17. The Code enumerates the circumstances in which a civil suit can be dismissed without trial. We may refer to them (not exhaustive): 

(a) Dismissal as a consequence of rejection of plaint under Order 7 Rule 11 of the Code in the following grounds : 

(i) where it does not disclose a cause of action; 

(ii) where the relief in the plaint is undervalued and plaintiff fails to correct the valuation within the time fixed; 

(iii) where the court fee paid is insufficient and plaintiff fails to make good the deficit within the time fixed by court: 

(iv) where the suit appears from the statement in the plaint to be barred by law; 

(v) where it is not filed in duplicate and where the plaintiff fails to comply with the provisions of Order 7 Rule 9 of the Code. 

(b) Dismissal under Order 9 Rule 2 or Rule 3 or Rule 5 or Rule 8 for non- service of summary or non-appearance or failure to apply for fresh summons. 

(c) Dismissal under Order 11 Rule 21 for non-compliance with an order to answer interrogatories, or for discovery or inspection of documents. 

(d) Dismissal under Order 14 Rule 2(2) where issues both of law and fact arise in the same suit and the court is of opinion that the case or any part thereof may be disposed of on an issue of law only and it tries such issue relating to jurisdiction of the court or a bar to a suit created by any law for the time being in force first and dismisses the suit if the decision on such preliminary issue warrants the same. 

(e) Dismissal under Order 15 Rule 1 of the Code when at the first hearing of the suit it appears that the parties are not at issue on any question of law or fact. 

(f) Dismissal under Order 15 Rule 4 of the Code for failure to produce evidence. 

(g) Dismissal under Order 23 Rules 1 and 3 of the Code when a suit is withdrawn or settled out of court. 

18. The following provisions provide for expeditious disposal in a summary manner : 

(i) Order V Rule 5 of the Code requires the court to determine, at the time of issuing the summons, whether it shall be for the settlement of issues only, or for the final disposal of the suit (and the summons shall have to contain a direction accordingly).
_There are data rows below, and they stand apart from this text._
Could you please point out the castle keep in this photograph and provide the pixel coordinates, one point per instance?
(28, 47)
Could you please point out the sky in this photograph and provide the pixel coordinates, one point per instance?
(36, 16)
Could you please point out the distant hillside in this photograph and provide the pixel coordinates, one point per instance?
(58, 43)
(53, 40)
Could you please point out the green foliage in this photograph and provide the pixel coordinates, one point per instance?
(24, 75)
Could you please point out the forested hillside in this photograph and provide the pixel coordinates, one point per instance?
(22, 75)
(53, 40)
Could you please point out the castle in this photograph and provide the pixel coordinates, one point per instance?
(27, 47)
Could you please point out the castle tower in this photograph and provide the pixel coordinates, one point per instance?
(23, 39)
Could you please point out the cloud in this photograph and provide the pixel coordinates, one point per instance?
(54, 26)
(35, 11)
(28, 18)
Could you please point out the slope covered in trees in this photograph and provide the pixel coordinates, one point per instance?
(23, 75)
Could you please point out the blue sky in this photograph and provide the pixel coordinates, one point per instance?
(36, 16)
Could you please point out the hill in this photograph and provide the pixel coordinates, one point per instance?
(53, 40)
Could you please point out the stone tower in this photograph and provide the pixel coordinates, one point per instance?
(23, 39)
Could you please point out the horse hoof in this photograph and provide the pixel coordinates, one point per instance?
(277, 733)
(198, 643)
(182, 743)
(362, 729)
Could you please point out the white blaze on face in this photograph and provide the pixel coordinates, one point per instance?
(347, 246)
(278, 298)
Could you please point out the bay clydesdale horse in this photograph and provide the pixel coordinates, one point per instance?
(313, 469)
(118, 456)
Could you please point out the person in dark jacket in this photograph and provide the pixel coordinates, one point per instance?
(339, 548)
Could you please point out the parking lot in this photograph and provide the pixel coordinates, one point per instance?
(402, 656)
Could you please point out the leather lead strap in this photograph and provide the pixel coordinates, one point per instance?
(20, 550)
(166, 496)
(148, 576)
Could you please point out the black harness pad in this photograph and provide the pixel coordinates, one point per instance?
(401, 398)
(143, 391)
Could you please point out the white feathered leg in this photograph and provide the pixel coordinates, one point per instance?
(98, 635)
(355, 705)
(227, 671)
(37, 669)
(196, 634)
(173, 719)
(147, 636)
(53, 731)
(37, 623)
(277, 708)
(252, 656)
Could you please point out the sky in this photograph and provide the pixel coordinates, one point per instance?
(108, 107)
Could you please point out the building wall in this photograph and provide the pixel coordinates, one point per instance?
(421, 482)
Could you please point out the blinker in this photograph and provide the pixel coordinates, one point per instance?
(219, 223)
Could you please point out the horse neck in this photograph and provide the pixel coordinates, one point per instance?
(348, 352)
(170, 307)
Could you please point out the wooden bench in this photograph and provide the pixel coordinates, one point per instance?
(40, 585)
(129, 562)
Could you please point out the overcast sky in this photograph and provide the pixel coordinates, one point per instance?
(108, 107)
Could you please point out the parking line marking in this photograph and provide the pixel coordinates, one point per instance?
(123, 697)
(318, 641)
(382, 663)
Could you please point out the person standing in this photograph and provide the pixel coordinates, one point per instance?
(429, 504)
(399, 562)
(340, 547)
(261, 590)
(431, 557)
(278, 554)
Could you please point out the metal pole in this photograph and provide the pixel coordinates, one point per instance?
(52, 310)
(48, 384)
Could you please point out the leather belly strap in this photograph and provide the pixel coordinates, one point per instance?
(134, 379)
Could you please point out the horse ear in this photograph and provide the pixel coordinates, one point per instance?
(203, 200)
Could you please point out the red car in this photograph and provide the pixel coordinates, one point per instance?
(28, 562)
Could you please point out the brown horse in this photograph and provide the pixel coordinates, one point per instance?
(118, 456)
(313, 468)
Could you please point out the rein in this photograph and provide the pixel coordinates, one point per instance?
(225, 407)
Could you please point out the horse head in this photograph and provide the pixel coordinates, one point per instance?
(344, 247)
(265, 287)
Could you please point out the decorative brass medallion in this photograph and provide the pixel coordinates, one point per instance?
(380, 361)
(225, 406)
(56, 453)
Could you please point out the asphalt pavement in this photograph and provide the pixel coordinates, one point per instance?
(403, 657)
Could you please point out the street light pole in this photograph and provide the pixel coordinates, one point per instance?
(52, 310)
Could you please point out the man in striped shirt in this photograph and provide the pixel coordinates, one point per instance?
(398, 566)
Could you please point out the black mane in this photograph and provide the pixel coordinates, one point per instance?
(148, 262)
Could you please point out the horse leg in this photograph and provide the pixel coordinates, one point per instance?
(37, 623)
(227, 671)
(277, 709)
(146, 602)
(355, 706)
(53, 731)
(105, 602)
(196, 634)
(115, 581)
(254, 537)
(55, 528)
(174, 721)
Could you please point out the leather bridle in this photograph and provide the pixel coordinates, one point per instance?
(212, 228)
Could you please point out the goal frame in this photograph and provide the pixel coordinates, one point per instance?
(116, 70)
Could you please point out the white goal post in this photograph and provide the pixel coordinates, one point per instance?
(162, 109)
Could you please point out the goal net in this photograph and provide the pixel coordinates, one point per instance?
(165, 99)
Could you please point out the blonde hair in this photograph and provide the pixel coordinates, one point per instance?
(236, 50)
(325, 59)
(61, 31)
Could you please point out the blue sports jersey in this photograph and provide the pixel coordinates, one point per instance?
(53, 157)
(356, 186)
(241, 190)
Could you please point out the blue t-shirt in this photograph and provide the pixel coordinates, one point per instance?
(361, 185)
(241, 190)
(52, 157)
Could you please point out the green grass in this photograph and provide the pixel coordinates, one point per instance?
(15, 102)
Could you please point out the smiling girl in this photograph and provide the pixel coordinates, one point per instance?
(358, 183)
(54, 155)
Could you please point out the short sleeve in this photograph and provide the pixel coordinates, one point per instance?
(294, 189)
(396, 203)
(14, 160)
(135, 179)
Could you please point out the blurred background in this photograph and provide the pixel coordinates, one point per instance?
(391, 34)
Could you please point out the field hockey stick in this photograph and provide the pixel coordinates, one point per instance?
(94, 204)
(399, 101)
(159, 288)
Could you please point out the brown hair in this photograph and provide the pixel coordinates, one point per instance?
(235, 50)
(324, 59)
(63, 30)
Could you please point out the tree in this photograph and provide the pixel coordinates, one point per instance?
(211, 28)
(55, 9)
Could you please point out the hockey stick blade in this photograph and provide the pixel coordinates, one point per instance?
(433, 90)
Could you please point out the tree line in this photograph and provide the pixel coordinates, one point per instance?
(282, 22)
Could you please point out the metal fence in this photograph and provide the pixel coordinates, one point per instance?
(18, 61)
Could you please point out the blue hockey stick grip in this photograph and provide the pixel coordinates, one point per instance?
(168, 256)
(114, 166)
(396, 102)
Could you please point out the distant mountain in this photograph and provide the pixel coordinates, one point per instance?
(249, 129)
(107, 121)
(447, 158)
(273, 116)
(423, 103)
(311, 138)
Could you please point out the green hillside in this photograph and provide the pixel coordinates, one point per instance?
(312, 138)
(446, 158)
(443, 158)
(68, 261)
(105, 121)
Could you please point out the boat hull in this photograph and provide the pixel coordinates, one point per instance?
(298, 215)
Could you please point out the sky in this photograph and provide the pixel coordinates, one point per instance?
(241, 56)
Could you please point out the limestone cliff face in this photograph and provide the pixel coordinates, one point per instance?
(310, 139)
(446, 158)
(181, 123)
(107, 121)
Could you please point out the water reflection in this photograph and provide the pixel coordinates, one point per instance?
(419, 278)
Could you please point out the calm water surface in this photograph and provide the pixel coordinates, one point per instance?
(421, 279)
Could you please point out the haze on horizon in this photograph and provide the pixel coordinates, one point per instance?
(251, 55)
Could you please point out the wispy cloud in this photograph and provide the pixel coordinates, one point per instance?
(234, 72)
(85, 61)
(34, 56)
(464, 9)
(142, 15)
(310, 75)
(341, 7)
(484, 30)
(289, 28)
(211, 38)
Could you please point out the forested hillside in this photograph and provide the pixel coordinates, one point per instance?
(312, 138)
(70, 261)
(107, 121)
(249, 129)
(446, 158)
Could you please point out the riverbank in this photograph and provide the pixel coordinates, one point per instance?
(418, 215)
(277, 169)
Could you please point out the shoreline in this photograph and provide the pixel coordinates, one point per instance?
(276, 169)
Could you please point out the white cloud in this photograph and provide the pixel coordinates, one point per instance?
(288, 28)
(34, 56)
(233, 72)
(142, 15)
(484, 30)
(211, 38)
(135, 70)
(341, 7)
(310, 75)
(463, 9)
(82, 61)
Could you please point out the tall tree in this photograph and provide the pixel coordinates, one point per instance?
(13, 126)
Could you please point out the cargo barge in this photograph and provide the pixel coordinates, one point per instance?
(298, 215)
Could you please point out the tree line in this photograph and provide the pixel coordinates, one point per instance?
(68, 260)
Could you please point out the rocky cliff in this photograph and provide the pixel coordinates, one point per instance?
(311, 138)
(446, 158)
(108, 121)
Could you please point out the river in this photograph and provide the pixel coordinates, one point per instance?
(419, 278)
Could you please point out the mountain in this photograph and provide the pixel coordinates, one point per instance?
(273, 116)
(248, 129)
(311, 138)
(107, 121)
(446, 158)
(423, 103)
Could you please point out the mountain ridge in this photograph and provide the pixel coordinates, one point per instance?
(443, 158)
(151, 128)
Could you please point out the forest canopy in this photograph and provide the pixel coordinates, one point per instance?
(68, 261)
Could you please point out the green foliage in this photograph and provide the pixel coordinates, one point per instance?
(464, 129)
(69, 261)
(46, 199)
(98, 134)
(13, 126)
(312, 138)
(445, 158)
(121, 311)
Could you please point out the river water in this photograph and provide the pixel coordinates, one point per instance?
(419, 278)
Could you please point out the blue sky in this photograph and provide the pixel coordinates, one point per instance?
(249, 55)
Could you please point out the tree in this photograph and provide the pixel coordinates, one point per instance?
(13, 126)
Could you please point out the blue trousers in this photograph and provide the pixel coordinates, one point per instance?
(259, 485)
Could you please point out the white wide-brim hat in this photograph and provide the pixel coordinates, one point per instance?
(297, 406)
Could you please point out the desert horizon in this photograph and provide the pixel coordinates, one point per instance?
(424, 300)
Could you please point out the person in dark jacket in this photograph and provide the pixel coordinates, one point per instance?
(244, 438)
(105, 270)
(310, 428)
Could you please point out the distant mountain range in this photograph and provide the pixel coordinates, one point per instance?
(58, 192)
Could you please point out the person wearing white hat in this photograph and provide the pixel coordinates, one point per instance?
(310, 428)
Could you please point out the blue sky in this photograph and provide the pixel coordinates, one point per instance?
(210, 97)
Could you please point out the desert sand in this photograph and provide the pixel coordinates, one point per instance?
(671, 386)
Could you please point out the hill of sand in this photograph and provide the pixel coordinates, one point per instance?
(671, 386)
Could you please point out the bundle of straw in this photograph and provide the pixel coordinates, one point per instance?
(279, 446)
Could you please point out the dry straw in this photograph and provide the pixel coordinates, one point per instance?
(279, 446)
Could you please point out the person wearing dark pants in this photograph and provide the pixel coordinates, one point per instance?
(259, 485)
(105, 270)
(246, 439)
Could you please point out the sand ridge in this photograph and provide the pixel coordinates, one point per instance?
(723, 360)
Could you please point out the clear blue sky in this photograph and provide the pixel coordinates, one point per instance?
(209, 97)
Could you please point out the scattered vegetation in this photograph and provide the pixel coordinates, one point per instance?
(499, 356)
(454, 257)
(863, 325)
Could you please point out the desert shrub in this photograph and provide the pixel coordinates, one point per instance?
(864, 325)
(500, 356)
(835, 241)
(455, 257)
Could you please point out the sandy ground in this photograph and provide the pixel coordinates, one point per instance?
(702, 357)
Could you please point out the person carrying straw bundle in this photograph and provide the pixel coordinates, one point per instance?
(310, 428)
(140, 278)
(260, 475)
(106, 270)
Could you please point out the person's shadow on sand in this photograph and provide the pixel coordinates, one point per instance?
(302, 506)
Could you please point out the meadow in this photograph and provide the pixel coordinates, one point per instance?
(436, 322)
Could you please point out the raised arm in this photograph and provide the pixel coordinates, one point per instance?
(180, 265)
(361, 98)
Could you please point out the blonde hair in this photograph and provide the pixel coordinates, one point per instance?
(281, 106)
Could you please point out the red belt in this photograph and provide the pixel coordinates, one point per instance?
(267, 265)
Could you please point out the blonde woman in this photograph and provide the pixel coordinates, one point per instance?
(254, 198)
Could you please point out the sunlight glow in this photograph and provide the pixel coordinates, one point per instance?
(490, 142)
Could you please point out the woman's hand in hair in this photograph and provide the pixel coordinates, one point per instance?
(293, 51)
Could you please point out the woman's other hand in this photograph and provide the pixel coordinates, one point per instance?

In suits to be heard by a court of small causes, the summons shall be for the final disposal of the suit. 

(ii) Order 15 Rule 3 of the Code provides where the parties are at issue on some question of law or of fact, and issues have been framed by the court as hereinbefore provided, if the court is satisfied that no further argument or evidence than the parties can at once adduce is required upon such of the issues as may be sufficient for the decision of the suit, and that no injustice will result from proceeding with the suit forthwith, the court may proceed to determine such issues, and, if the finding thereon is sufficient for the decision, may pronounce judgment accordingly, whether the summons has been issued for the settlement of issues only or for the final disposal of the suit. (But where the summons has been issued for the settlement of issues only, such a summary course could be adopted only where the parties or their pleaders are present and none of them objects to such a course). 

(iii) Order 37 Rule 1 read with Rules 2& 3 of the relating to summary suits.

19. But where the summons have been issued for settlement of issues, and a suit is listed for consideration of a preliminary issue, the court cannot make a roving enquiry into the alleged conduct of the plaintiff, tenability of the claim, the strength and validity and contents of documents, without a trial and on that basis dismiss a suit. A suit cannot be shortcircuited by deciding issues of fact merely on pleadings and documents produced without a trial. In this case, the learned Single Judge has adjudicated and decided questions of fact and rendered a judgment, without evidence tested by cross- examination.